European Commission chief Ursula von der Leyen has previously promised this would be achieved this summer, and said 500 million doses would be distributed across the union by today, RTÉ has reported.
Despite this, there has been no word from the UK government as to whether fully-vaccinated EU citizens and Brits living in the EU will be able to not quarantine upon their UK arrival, in the way that NHS-vaccinated people will be able to from 19 July.
In a recent video statement, von der Leyen said: “The European Union has kept its word. This weekend we have delivered enough vaccines to member states to be in a position to vaccinate fully at least 70% of the EU adults this month.
“But Covid-19 is not yet defeated. We are prepared to deliver more vaccines, including against new variants.”
The bloc intends to vaccinate its entire eligible population by the end of September, and has been relying mainly on the Pfizer-BioNTech jab.
The Commission has also purchased other vaccines, having ordered almost 40 million additional doses from Johnson & Johnson last week.
‘Open to the world’
In May, von der Leyen praised the EU’s vaccines contribution to the world, whilst hinting at the fact that the UK is keeping them to itself.
At the time, the bloc was exporting to over 90 countries the same number of doses as it had distributed in the EU: 200 million.
In a video conference, von der Leyen said: “Europe achieved this success, while remaining open to the world.
“While others keep their vaccine production for themselves, Europe is the main exporter of vaccines worldwide.”
She added: “So far, 200 million doses of vaccines produced in Europe have been shipped to the rest of the world.

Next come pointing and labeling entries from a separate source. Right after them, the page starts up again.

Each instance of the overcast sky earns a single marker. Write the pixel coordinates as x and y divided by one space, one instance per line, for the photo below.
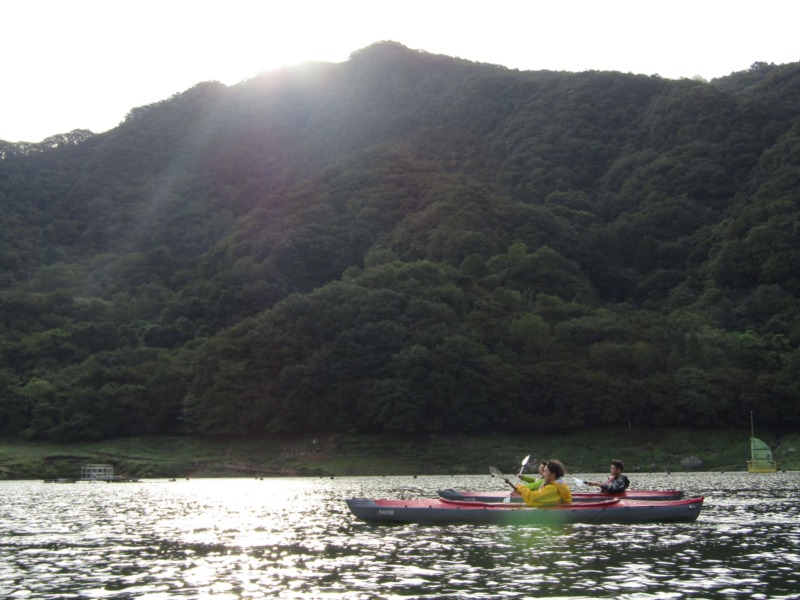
83 64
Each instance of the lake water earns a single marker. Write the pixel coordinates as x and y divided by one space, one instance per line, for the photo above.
295 538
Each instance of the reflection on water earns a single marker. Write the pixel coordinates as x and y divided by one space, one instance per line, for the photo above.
295 538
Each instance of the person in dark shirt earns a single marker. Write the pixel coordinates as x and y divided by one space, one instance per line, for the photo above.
616 482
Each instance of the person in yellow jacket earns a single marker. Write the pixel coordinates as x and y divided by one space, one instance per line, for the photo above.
553 490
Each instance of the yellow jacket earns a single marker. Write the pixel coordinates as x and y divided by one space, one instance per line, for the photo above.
547 495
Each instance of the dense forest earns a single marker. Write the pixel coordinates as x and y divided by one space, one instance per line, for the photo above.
409 242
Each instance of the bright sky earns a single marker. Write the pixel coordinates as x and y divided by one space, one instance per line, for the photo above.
83 64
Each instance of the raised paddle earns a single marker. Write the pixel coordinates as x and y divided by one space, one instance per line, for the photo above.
524 462
496 473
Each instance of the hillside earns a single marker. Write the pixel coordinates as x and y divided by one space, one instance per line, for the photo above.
408 242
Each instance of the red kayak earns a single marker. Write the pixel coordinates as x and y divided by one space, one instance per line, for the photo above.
651 495
438 511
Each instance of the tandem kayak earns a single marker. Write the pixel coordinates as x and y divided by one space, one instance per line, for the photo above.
651 495
470 512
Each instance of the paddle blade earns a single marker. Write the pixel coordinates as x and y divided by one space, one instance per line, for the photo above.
524 462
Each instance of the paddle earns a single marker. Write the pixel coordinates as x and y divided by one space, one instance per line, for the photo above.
496 473
524 462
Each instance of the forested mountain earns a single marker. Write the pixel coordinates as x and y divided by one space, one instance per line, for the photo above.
410 242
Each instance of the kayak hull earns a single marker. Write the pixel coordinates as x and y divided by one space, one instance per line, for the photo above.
449 512
650 495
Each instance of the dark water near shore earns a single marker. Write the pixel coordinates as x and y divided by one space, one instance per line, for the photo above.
294 538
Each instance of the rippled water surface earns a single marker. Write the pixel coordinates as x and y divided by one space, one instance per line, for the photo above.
295 538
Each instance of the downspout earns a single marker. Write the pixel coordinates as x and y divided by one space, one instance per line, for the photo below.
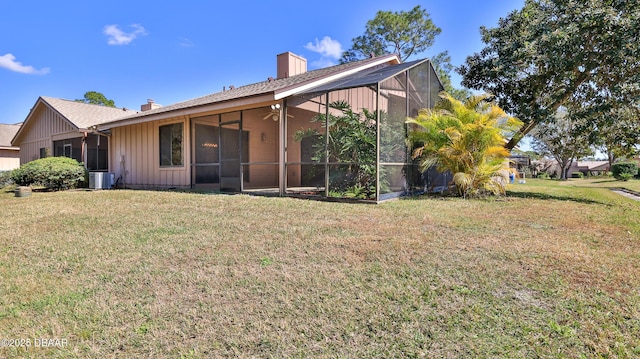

Europe exports as many vaccines as it delivers to its own citizens.
“To be clear, Europe is the only democratic region in the world that exports vaccines on a large scale.”
They argued the latest announcement means families will still struggle to reunite, a year and a half into the Covid pandemic.
In a tweet released earlier this week, transport minister Grant Shapps said: “From Monday 19 July at 4am, #British fully vaccinated adults will not need to isolate from amber list countries, including those on clinical trials – another step to fully reopening international travel.”
His statement was later rectified by the Department for Transport, who said that in fact it is only NHS-vaccinated UK residents who will benefit from the new measures.
But British citizens and EU citizens living in the European Union will not benefit from the same rules, preventing many from being able to visit their families in the UK because of high costs and holiday time required for quarantining.
There are also reports of EU citizens living in the UK who had their vaccines abroad and are unable to travel under the new rules because their vaccines were not done by the NHS.